Rund anderthalb Jahre stand die ehemalige Tonabteilung der Defa leer, nachdem sich die international agierende „Elektrofilm“ Mitte 2009 aus Babelsberg zurückzog. Jetzt ist wieder Leben im Haus vier der Medienstadt, die „Ruhe“-Schilder vor den zwei Aufnahmestudios blinken, im Innenhof werden bei Kaffee und Croissants die nächsten Projekte besprochen, die große Kinomischung ist nach einem Umbau technisch auf dem neuesten Stand. Vor „Baikonur“ wurde hier bereits Andreas Dresens neuer Film „Halt auf freier Strecke“ abgemischt.

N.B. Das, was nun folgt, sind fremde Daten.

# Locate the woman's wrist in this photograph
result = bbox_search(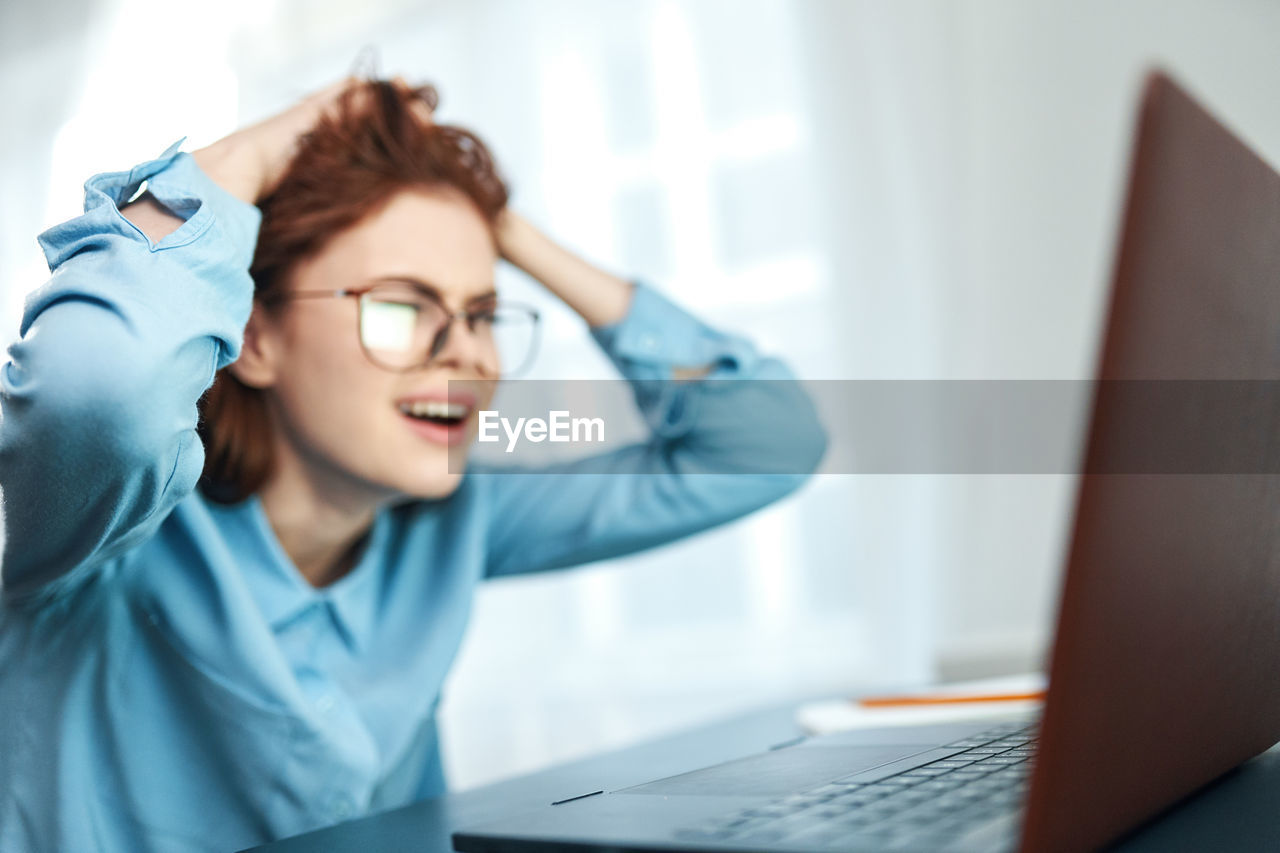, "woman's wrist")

Die auf Filmsound spezialisierte Postproduktionsfirma „Rotor“ hat die rund 1800 Quadratmeter großen Studio- und Büroflächen gemietet. Das Team um Geschäftsführer Holger Lehmann ist von Berlin-Kreuzberg nach Babelsberg gezogen – und will hier ein Netzwerk von Postproduktionsfirmen aufbauen, wie Lehmann den PNN erklärt. Acht kleine Firmen mit insgesamt zehn festen Mitarbeitern gebe es bereits im Haus. Hinzu kommen je nach Projekt noch freie Mitarbeiter wie Immo Tümpelmann.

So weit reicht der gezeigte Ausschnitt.